Maybe it's best Dream Trigger 3D doesn't have a story. A series of lucid images and techno music strung together under a hazy dream motif, Dream Trigger represents a unique spin on the tried-and-true shmup genre.
While the 3DS' top screen resembles a typical arcade shooter, the twist is that enemies are cloaked and must be exposed if you're to do any damage to them. This is done by placing pings on the sonar, represented by a grid on the touch screen.
A vertical bar sweeps across the touch screen every measure, exploding any pings it touches. Enemies caught in the blast radius are revealed. Hidden foes about to fire are conspicuously shrouded in a white cloud on the top screen, while on the bottom they're represented by purple dots.
This eliminates much of the guesswork, so the challenge comes from predicting their patterns in order to plant sonar bombs along their trajectory. It sounds complicated, but it's little more than scribbling in enemies' general direction to expose them as cannon fodder for the more traditional bullet hell shooter transpiring above.
Stripping enemies of their guise has a dual purpose, as it also refills your ammo. You're invincible while shooting, so constantly replenishing ammo becomes a necessity to avoid the onslaught of bullets. Additionally, there are random drops that increase your score, refill your health, make you invincible for a limited period of time, or briefly grant unlimited ammo.
It's a neat concept, and that extra dimension elevates what would otherwise be a forgettable entry in a well-worn genre. Having to multi-manage between two screens is a great hook, and successfully unveiling a cluster of enemies in one swipe before using your newly-charged firepower to annihilate them is extremely rewarding.
Much of this is due to Dream Trigger's groovy audio-visual feedback. It looks resplendent, with a multitude of psychedelic images enhancing the synaesthetic vibe. Between stages, your avatar morphs between a butterfly, phoenix, dolphin, and various geometric shapes among other things. Environments are even more varied, running the gamut from black and white M.C. Escher-style architecture, Rez-like vector graphics, forests, underwater escapades, and angular tunnels resembling the infamous Death Star trench run.

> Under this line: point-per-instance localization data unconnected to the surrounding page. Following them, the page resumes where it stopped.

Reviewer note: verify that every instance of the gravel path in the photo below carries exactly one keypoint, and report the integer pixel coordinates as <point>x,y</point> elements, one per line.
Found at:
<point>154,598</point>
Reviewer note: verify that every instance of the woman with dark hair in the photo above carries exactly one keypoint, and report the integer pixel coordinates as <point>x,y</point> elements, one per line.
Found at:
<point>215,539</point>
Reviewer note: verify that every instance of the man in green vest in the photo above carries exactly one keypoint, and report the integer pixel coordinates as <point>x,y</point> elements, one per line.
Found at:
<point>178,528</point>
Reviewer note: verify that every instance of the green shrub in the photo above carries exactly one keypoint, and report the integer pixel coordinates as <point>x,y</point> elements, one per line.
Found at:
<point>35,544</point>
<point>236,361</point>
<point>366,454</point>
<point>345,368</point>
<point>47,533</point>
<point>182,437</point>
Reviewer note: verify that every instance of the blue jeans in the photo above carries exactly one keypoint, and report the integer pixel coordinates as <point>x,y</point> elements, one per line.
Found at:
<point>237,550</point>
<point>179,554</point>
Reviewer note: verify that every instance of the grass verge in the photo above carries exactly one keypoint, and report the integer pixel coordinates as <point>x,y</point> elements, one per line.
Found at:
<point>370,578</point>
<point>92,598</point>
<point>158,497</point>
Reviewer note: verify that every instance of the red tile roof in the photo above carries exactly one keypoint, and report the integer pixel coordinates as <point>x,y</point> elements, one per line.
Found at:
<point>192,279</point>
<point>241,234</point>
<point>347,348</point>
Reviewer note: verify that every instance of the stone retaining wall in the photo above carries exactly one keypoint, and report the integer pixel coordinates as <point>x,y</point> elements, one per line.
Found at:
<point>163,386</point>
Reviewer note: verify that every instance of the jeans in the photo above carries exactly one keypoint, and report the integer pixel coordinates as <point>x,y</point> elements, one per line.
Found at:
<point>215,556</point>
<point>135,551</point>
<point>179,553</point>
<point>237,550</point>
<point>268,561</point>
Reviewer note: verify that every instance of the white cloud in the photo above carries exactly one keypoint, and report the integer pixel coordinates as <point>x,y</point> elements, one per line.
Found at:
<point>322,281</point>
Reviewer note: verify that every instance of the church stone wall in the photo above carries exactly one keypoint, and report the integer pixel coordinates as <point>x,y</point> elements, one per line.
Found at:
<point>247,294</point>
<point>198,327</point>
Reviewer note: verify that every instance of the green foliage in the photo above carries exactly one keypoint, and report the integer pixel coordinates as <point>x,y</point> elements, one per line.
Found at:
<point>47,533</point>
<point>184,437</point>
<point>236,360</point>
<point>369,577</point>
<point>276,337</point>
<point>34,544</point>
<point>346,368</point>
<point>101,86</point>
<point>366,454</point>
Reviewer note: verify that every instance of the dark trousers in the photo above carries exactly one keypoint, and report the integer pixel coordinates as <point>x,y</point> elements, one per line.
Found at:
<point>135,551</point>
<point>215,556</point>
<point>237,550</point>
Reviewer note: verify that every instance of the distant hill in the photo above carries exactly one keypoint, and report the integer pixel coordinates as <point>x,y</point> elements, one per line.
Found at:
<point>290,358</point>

Despite its kaleidoscope of visual splendour, there's no sense that you're actually flying through these environments. It's still a 2D game superimposed on a 3D backdrop, with enemies dropping from above and swooping around in predictable patterns, making it more akin to Galaga than Star Fox. The 3D effect makes the already hallucinatory visuals pop that extra bit, but the superficial nature of the negative space is a let-down.
The audio is pleasing and complements the action well. Techno remixes of Bach and Mozart add a sense of gravitas, and all the songs are complimented by your improvised beeps and blips peppering the soundscape.